The Department of Education’s Office for Civil Rights announced late last year that it planned to release a notice of proposed rulemaking for Title IX by April. Now that April has come and gone, we are left wondering whether the Department plans to release it this month as recently reported.
A notice of proposed rulemaking is an official announcement and explanation of an agency’s plan to issue new regulations or amend current ones. This notice precedes a final regulation and allows the public an opportunity to comment during what is known as a notice and comment period — a certain length of time for public input on proposed regulations before the agency makes them legally binding.
“The Department, chiefly, has failed to provide sufficient justification for engaging in a new rulemaking.”
The last time the Department finalized Title IX regulations was in 2020. FIRE supported these regulations because they included many requirements that improved the fundamental fairness and reliability of campus Title IX procedures to the benefit of all parties involved. Given the department’s intention to propose new rulemaking on Title IX after doing so just two years ago, FIRE fears the department will likely reverse course and roll back some or all of these important protections. Assistant Secretary for Civil Rights Catherine Lhamon’s disdain for the current regulations (not to mention her history of indifference to, or even outright hostility toward due process concerns during her prior tenure at OCR) makes it all the more likely.
We aren’t alone in holding these concerns. On April 5, 15 state attorneys general wrote to Lhamon, who oversees OCR. Arguing that new regulation is unwarranted, the letter stated: “The Department, chiefly, has failed to provide sufficient justification for engaging in a new rulemaking.”
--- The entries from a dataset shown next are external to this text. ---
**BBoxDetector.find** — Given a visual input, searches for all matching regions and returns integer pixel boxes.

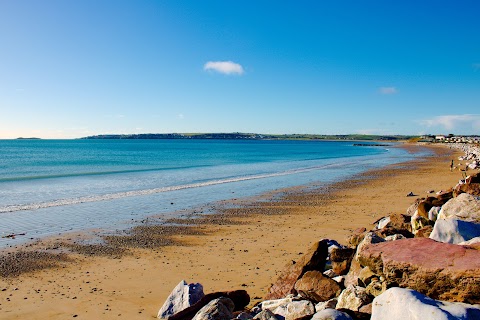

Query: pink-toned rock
[265,240,328,300]
[294,271,342,302]
[357,238,480,304]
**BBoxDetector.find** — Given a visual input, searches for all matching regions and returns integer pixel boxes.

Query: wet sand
[0,144,464,319]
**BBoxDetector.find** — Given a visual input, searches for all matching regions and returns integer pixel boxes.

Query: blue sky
[1,1,479,138]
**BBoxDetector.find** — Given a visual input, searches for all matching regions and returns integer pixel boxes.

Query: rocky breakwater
[156,170,480,319]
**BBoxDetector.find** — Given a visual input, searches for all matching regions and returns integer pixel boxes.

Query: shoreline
[0,143,464,319]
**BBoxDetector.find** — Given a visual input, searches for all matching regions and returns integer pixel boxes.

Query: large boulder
[438,193,480,222]
[429,218,480,244]
[357,238,480,303]
[265,240,328,300]
[191,297,235,320]
[158,280,204,319]
[454,183,480,196]
[372,287,480,320]
[294,270,342,302]
[311,309,353,320]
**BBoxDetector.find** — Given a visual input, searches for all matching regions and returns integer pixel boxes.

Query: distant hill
[81,133,416,141]
[16,137,41,140]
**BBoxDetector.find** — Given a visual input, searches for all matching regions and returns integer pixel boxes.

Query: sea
[0,139,425,248]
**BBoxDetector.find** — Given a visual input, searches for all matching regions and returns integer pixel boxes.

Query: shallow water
[0,139,425,247]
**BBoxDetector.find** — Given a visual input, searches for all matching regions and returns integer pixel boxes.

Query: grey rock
[158,280,204,319]
[438,193,480,222]
[191,297,234,320]
[314,298,337,312]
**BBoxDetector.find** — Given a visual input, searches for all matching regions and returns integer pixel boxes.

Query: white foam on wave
[0,163,342,214]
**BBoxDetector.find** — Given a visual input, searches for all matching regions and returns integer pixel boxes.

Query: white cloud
[379,87,397,95]
[419,114,480,131]
[203,61,244,75]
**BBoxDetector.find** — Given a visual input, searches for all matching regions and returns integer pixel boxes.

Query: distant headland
[81,133,414,141]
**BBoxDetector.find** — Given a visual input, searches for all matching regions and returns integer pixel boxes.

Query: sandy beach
[0,144,464,319]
The current Title IX regulations were implemented after an 18-month process that included an extended notice and comment period. As the letter from the state attorneys general notes, the department considered more than 124,000 public comments.
The letter also addressed several specific policy concerns, including that OCR supported a “single investigator” model for adjudication of Title IX complaints when Lhamon held the same position during the Obama administration. The letter stated:
Your OCR pressured schools to employ a “single investigator” model that gives one person appointed by the school’s Title IX coordinator authority both to investigate alleged misconduct and to determine guilt and innocence. Schools housed these investigators/adjudicators in their Title IX offices, which had strong incentives to ensure the school stayed compliant with the [Dear Colleague Letters] to avoid losing federal funding. Many Title IX offices assumed every role in the process, acting as prosecutor, judge, jury, and appeals board.
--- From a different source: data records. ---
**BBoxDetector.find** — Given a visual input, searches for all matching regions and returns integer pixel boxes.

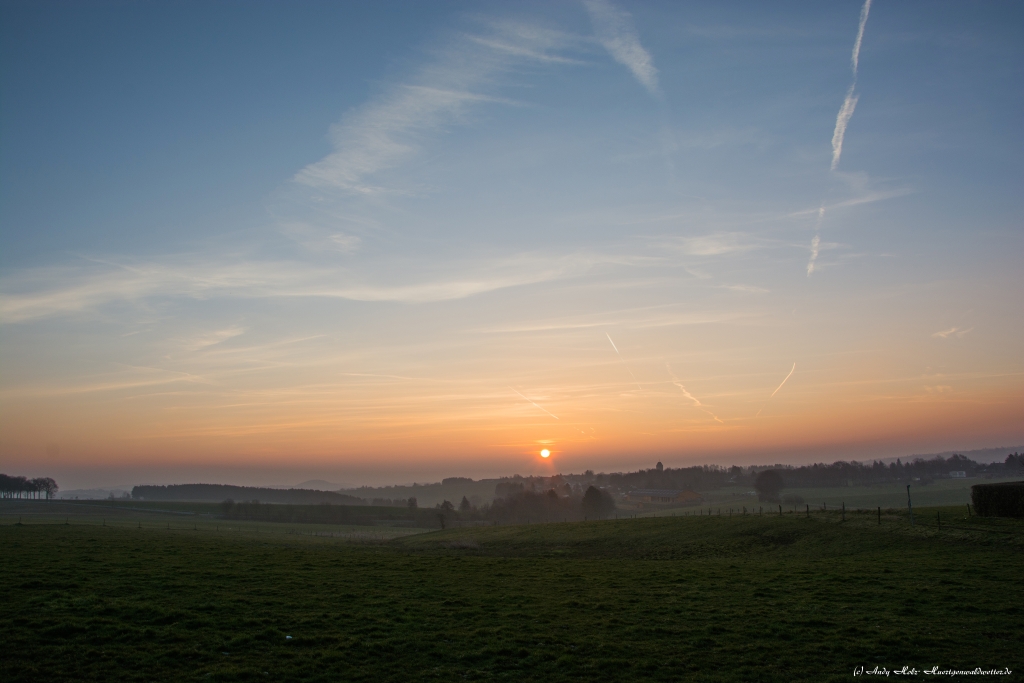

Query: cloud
[665,364,723,424]
[583,0,660,96]
[280,222,362,254]
[851,0,873,76]
[806,205,825,276]
[830,0,872,170]
[932,327,973,339]
[0,250,617,323]
[676,233,757,257]
[830,86,859,171]
[789,188,912,217]
[756,362,796,417]
[509,386,560,420]
[183,326,246,352]
[294,20,583,194]
[806,234,821,276]
[720,284,769,294]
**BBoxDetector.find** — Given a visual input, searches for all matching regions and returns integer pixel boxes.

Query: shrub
[971,481,1024,518]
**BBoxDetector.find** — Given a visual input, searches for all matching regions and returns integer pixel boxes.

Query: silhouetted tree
[754,470,784,503]
[459,496,471,513]
[581,486,616,519]
[33,477,58,499]
[407,496,418,509]
[439,500,455,512]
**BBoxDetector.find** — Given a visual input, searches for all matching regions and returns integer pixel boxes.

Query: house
[626,489,701,504]
[949,471,967,478]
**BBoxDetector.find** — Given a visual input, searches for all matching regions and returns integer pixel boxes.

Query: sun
[540,449,551,458]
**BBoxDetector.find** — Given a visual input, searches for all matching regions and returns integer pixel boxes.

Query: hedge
[971,481,1024,518]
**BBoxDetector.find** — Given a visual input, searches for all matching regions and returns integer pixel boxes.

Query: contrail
[770,362,796,398]
[508,386,559,420]
[756,363,796,417]
[851,0,873,76]
[830,85,859,171]
[811,0,872,276]
[806,205,825,276]
[666,364,724,424]
[830,0,871,171]
[605,333,620,355]
[607,333,642,390]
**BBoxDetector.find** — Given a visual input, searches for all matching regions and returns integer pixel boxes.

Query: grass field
[2,501,1021,682]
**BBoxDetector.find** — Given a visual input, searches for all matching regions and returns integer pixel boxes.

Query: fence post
[779,504,782,516]
[937,511,940,528]
[877,506,881,525]
[806,504,809,518]
[966,503,971,517]
[842,502,845,522]
[906,484,914,527]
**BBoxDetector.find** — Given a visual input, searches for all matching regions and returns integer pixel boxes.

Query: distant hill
[890,446,1023,465]
[132,484,365,505]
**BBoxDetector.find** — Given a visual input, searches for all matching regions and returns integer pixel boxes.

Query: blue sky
[1,1,1022,487]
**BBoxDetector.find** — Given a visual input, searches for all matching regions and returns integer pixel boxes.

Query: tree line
[435,484,617,526]
[0,474,58,499]
[590,453,1024,494]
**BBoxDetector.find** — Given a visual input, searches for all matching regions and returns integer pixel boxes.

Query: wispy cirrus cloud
[182,326,246,352]
[674,232,760,257]
[294,20,584,194]
[0,250,629,323]
[932,326,973,339]
[583,0,660,97]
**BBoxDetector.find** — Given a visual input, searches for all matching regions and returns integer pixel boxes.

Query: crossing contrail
[666,364,723,424]
[508,386,559,420]
[756,363,796,417]
[606,333,642,390]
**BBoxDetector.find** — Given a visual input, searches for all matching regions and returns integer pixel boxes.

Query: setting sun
[540,449,551,458]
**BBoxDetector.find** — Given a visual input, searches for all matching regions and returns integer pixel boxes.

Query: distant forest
[0,474,58,499]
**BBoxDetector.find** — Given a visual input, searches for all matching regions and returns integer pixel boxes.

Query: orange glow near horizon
[2,335,1022,486]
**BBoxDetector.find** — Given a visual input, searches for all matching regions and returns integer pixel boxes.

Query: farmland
[2,500,1021,682]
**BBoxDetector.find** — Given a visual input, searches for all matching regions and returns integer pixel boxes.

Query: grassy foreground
[2,506,1021,682]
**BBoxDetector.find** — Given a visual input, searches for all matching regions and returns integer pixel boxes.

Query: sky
[1,0,1022,489]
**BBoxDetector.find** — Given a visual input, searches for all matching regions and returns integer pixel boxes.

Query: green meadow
[2,501,1021,682]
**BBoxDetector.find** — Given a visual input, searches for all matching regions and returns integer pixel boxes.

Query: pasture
[2,501,1021,682]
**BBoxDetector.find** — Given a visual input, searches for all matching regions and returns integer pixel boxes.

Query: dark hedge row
[971,481,1024,518]
[132,483,365,505]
Current regulations prohibit a single investigator model by providing that the decision-maker(s) “cannot be the same person(s) as the Title IX Coordinator or the investigator(s).” This protection is crucial because the chances of an individual’s bias tainting a process are exponentially higher when only one person is responsible for every aspect of that process.
The letter also raised concerns about OCR’s use of an “expansive definition of sexual harassment” prior to the 2020 Title IX regulations, citing the negative impact it had on colleges and universities like Harvard University, where law professor Jeannie Suk Gersen wrote in 2014 that law school faculty were increasingly reluctant to teach rape law for fear of offending or upsetting their students.
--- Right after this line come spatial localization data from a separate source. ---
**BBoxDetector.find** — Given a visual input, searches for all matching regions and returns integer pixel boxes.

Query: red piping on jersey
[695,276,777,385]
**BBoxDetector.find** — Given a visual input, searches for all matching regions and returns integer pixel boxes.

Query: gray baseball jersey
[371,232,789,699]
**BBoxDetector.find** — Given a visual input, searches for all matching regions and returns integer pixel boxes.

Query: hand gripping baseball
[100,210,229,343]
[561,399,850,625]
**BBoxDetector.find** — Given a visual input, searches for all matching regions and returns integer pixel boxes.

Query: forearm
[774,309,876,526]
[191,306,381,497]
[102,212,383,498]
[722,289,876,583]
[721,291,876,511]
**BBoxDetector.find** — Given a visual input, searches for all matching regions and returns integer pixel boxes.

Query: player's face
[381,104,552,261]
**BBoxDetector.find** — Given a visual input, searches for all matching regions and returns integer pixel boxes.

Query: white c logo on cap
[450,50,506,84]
Current Title IX regulations include many other requirements that improve the fundamental fairness and reliability of campus Title IX procedures.
Current regulations fixed this by using the Supreme Court’s definition of “sexual harassment” in Davis v. Monroe County Board of Education. According to Davis, only discriminatory conduct that is “so severe, pervasive, and objectively offensive, and that so undermines and detracts from the victims’ educational experience, that the victim-students are effectively denied equal access to an institution’s resources and opportunities” qualifies as student-on-student harassment, and thus is not protected under the First Amendment. This definition provides a clear path for institutions to uphold their dual obligations of responding to allegations of misconduct and protecting students’ expressive rights.
Beyond the positive developments from the 2020 rulemaking process highlighted by the attorneys generals in their letter, the current Title IX regulations include many other requirements that improve the fundamental fairness and reliability of campus Title IX procedures. For example, they require institutions to provide students accused of sexual misconduct with: live hearings featuring cross-examination conducted by an advisor of choice, who may be an attorney; sufficient time and information to prepare for interviews and a hearing; and an express presumption of innocence. The regulations also restore institutions’ ability to use the “clear and convincing” standard of evidence.
FIRE hopes that the department preserves these protections. Student rights are too important.